Take a taxi straight from the airport to the box office. Between the concerts, plays, shows and even operas—there’s always an excuse to shout “encore” in Chicago Northwest. Combined, the local venues’ calendars offer events every night of the week. What’s more, almost every genre you can name is celebrated. Whether your ideal night out involves reliving your childhood ballet recital with The Nutcracker, paying tribute to the late, legendary Aretha Franklin or dressing up in black tie to catch a three-act opera by Giuseppe Verdi, the only thing that matters is you’re settled in your seat by curtain time.

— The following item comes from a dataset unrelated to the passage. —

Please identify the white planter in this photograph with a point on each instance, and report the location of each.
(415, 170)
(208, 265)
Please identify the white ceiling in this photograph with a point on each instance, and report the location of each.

Just 12 miles northwest of O’Hare International Airport, this lively, centrally located 329-seat theater may as well be the heartbeat of Arlington Heights. Alongside hundreds of theater performances a year, the Metropolis School of Performing Arts also serves more than 2,500 students a year. Its lineup of events is as diverse as the enrollment, which includes everyone from toddlers to seniors and individuals with special needs. Upcoming shows include The Jungle Book, Uptown Girls and Sleeping Beauty. Tributes to look forward to include Take Me Home: The Music of John Denver, Buddy: The Buddy Holly Story and Smokeytown: The Songs of Smokey Robinson. But the Metropolis Performing Arts Centre doesn’t just feature musicals and concerts. Special events include comedy night, wine-tasting fundraisers and murder mystery dinners as well as seasonal shows like A Christmas Carol and The Nut-cracking Holiday Revue. Select performances even include a 20% discount for groups of 10 or more.
Most venues offering world-class acts can’t afford, or don’t have the space, to offer free parking. But that’s one benefit of being a performing arts center in the Village of Schaumburg, just 13 miles northwest of O’Hare. Throughout December, 442 patrons of the arts can catch Clara waltzing through the magical world created by Tchaikovsky’s infinite imagination. In January, all 14 rows in the theater (you’ll never need opera glasses to see what’s happening on stage) will be filled with jazz fans as John Pizzarelli performs A Centennial Celebration of Nat King Cole. Additional events throughout the year include the Lecture Hall Series, hosted by the likes of Professor Moptop (Chicago’s expert on The Beatles), Mrs. Abraham Lincoln and Carry Nation, and special programs including a Spirits of the Prairie beer and wine tasting and Senior Follies, which showcases the talents of area senior citizens. Groups of 20 or more are eligible for a 10% discount on select shows. But, perhaps the best time of year to visit the Al Larson Prairie Center for the Arts is in the summer when it hosts its annual Summer Breeze Concert Series. The outdoor lakeside performances just outside the Center are always free and star everyone from famous Broadway veterans to family-friendly local bands and even 35-piece professional orchestras.
Vintage puppets performing miniature grand operas are just another testament to the unique, unforgettable arts and culture scene that can only be experienced in Chicago Northwest. Now in its 61st year, Opera in Focus is performed at The Rolling Meadows Park District Theater, conveniently located halfway between the Metropolis Performing Arts Centre and Prairie Center for the Arts. Each one-hour opera stars “the world’s most lifelike puppets” performing compositions on an intimate yet elaborate stage. Audiences get so engaged in the action that they forget they’re watching rod puppets, not real people. After the show, take a backstage tour to meet the puppeteers and learn how they artfully manipulate the puppets from beneath the stage. Groups of 30 or more can arrange for private performances and catered meals hosted in the adjacent banquet hall.
It’s easy to find everything from appetizers to entrées and après-show nightcaps, many within walking distance of your theater of choice. The Metropolis Performing Arts Centre, for example, is just around the corner from Hey Nonny Live Music + Local Kitchen—a farm-to-table gastropub with room for large groups—and Shakou, an award-winning Asian fusion establishment with a lounge area and wraparound patio. If your show is at the Prairie Center for the Arts, bring your best appetite for generous portions of homemade pasta at Chicago Prime Italian, just five minutes away by car. This beloved family-owned Italian eatery has live music Thursday through Saturday. Finally, since it’s bad karma to visit Chicago without devouring at least one Chicago-style hot dog—think a 100% Vienna beef sausage dressed with yellow mustard, relish, diced tomatoes, chopped onions, a shake of celery salt and a pickle spear—swing by Portillo’s on your way to or from being blown away by puppets. Opera in Focus is less than two miles from Chicago’s most famous hot dog chain restaurant.